Eu égard au statut socio-économique et à la condition sociale, les efforts de diversification de l’échantillon semblent avoir porté leurs fruits : contrairement à une tendance dans certaines études existantes, le profil des répondantes reflète la précarité financière que révèle l’Enquête Santé Québec 1998 (voir l’introduction en tête du rapport). L’analyse du vécu des lesbiennes a montré que cette pauvreté se répercute dans l’ensemble de leur vie sociale.

Æ Vécu hétérosexuel passé

Les informations sur le vécu hétérosexuel passé des participantes ont été recueillies pour l’ensemble des femmes rencontrées en entretien individuel et seize des 27 autres participantes, soit 43 des 53 (tableau 24). Près du tiers de ces femmes n’ont jamais vécu de relations hétérosexuelles, un autre tiers ont été mariées, en union de fait ou engagées dans une « relation sérieuse », puis un dernier tiers ont connu des relations passagères ou occasionnelles. Il est notable que la moitié des jeunes lesbiennes n’ait jamais vécu de relations hétérosexuelles, alors qu’une grande majorité de leurs aînées, soit ont connu des relations passagères (surtout les 30-44 ans), soit ont été mariées (en particulier les 45-49 ans). La durée des mariages et des unions de fait hétérosexuelles varie de six mois à 30 ans, avec une moyenne de sept ans. Notre échantillon ne permet pas de tirer des conclusions à partir de ces données mais nous pouvons émettre l’hypothèse que l’évolution de la société permet aujourd’hui aux lesbiennes de découvrir, de vivre ou d’accepter leur lesbianisme plus tôt dans leur vie.

Æ Situation de vie et maternité

Pour décrire leur situation de vie, les participantes ont été divisées en quatre sous-groupes, selon qu’elles vivent seules ou pas, avec ou sans enfants (tableaux 25 à 29). Un peu plus de la moitié sont en couple, depuis trois mois à 25 ans. La durée moyenne des relations est de sept ans et demi. Elles vivent généralement avec leur conjointe mais quelques couples ne cohabitent pas (tableau 25). Les autres vivent seules et ne sont pas engagées dans une relation amoureuse. D’après la littérature existante, un grand nombre de lesbiennes sont mères, soit une sur cinq (Arnup 1995, notamment).
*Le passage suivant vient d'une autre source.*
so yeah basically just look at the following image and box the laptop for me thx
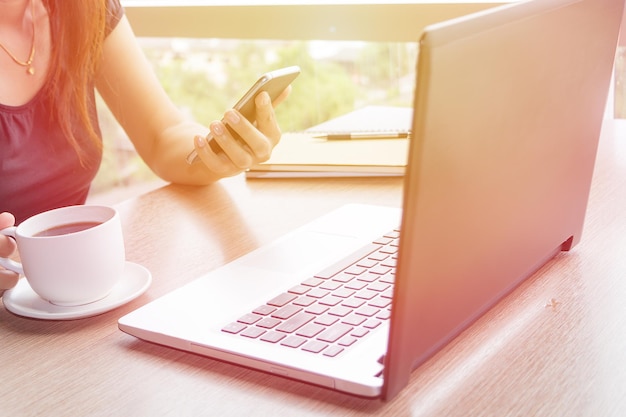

Les participantes à l’étude le sont dans les mêmes proportions, soit onze des 53. Elles ont au total 17 enfants, soit 1,5 par femme qui est mère ou 0,3 enfant par répondante. Neuf lesbiennes vivent en couple avec un ou deux enfants à charge, une est monoparentale et une est la mère d’un adulte ne cohabitant pas avec elle.

Parmi ces onze mères, sept sont mères biologiques, les quatre autres « co-mères » (tableau 29). Pour accéder à la maternité, six ont procédé par insémination artificielle, quatre ont eu des enfants alors qu’elles étaient mariées et une a pu recourir à l’adoption internationale à titre de mère célibataire. Parmi les six femmes qui ont opté pour l’insémination, quatre ont demandé à un ami de donner son sperme (donneur connu) et les deux autres ont réussi à avoir accès à une banque de sperme (donneur inconnu). Deux femmes ayant participé à l’entretien de groupe sur la maternité étaient en démarche d’accès à la maternité par insémination artificielle.